La retraite complémentaire des cadres bientôt en faillite ?

Avec 2,7 millions de cadres retraités pour seulement 4 millions de cotisants, les caisses de l’Agirc sont en train de se vider. En 2014, l’organisme a perdu près de 2 milliards d’euros… et prévoit un trou de 5 milliards d’euros en 2018. Ca risque de coincer à un moment… Aujourd’hui, patronat et syndicats se réunissent pour trouver des solutions, mais leur marge de manœuvre est étroite.

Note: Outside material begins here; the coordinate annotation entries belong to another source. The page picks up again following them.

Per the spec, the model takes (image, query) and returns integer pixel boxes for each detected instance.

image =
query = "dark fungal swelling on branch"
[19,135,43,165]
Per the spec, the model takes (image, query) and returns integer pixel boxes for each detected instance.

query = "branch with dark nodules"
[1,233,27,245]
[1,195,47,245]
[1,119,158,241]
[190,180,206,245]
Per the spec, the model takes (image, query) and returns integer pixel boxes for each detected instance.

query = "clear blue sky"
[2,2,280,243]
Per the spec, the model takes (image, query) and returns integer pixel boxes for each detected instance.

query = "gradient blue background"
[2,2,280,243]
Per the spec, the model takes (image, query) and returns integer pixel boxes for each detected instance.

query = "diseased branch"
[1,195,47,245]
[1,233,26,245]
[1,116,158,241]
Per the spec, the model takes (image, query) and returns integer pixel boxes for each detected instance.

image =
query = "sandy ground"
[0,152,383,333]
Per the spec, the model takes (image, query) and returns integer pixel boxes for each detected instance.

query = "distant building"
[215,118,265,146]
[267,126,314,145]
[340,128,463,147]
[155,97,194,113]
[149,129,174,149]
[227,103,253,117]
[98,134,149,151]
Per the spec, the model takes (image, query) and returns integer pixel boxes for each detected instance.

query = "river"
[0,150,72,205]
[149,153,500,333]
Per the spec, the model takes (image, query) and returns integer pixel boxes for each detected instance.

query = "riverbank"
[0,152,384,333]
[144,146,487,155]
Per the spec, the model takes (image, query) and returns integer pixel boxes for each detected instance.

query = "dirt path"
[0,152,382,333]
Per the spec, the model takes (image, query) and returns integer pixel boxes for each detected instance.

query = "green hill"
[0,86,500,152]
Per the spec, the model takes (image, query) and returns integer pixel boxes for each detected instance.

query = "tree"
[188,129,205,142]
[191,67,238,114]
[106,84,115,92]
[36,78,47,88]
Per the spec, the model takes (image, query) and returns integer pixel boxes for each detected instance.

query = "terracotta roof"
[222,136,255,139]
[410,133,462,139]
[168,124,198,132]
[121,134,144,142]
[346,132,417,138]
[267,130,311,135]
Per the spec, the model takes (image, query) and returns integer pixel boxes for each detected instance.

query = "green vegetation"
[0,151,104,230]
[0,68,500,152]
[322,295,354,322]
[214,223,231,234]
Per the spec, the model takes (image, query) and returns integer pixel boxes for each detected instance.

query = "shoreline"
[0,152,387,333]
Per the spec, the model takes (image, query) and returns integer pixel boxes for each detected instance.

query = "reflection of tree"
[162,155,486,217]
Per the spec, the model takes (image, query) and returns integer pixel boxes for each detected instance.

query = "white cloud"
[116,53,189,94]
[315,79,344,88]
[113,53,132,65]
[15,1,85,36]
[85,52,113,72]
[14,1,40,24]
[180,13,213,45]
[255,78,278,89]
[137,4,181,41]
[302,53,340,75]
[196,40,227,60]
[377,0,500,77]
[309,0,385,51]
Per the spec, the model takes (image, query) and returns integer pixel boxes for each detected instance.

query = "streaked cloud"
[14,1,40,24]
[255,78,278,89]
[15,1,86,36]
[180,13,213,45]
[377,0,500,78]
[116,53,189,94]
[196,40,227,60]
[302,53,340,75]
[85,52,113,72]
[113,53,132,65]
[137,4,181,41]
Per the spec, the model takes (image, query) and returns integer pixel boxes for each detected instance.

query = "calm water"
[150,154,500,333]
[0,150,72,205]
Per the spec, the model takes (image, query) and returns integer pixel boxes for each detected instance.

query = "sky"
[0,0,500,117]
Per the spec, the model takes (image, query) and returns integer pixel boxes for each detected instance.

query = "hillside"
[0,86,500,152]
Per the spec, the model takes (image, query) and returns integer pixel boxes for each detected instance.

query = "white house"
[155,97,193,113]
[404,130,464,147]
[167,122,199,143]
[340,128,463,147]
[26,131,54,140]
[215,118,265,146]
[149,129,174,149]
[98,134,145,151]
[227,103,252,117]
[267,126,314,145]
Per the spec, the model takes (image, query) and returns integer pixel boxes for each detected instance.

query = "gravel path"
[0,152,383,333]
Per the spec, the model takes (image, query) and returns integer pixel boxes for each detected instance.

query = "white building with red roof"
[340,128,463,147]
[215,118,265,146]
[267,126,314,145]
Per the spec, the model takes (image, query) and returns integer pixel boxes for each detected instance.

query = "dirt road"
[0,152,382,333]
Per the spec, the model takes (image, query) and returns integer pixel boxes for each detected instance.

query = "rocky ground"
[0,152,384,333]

1ère solution : retarder l’âge de départ en retraite

Le rapport de la Cour des Comptes sur l’avenir des retraites complémentaires, rendu publique le 18 décembre 2014, ne laissait pas de place au doute. Il faudra progressivement reculer l’âge de départ en retraite de 2 ans, ou alors permettre aux cadres de faire valoir leurs droits à 62 ans, mais pas à 100 %. L’idée est d’appliquer une décote par année, entre 62 ans et 64 ans.

C’est également la solution retenue par le Medef. Mais elle ne fait pas l’unanimité du côté des syndicats. Et de toute manière, cette mesure à elle seule risque de ne pas suffire.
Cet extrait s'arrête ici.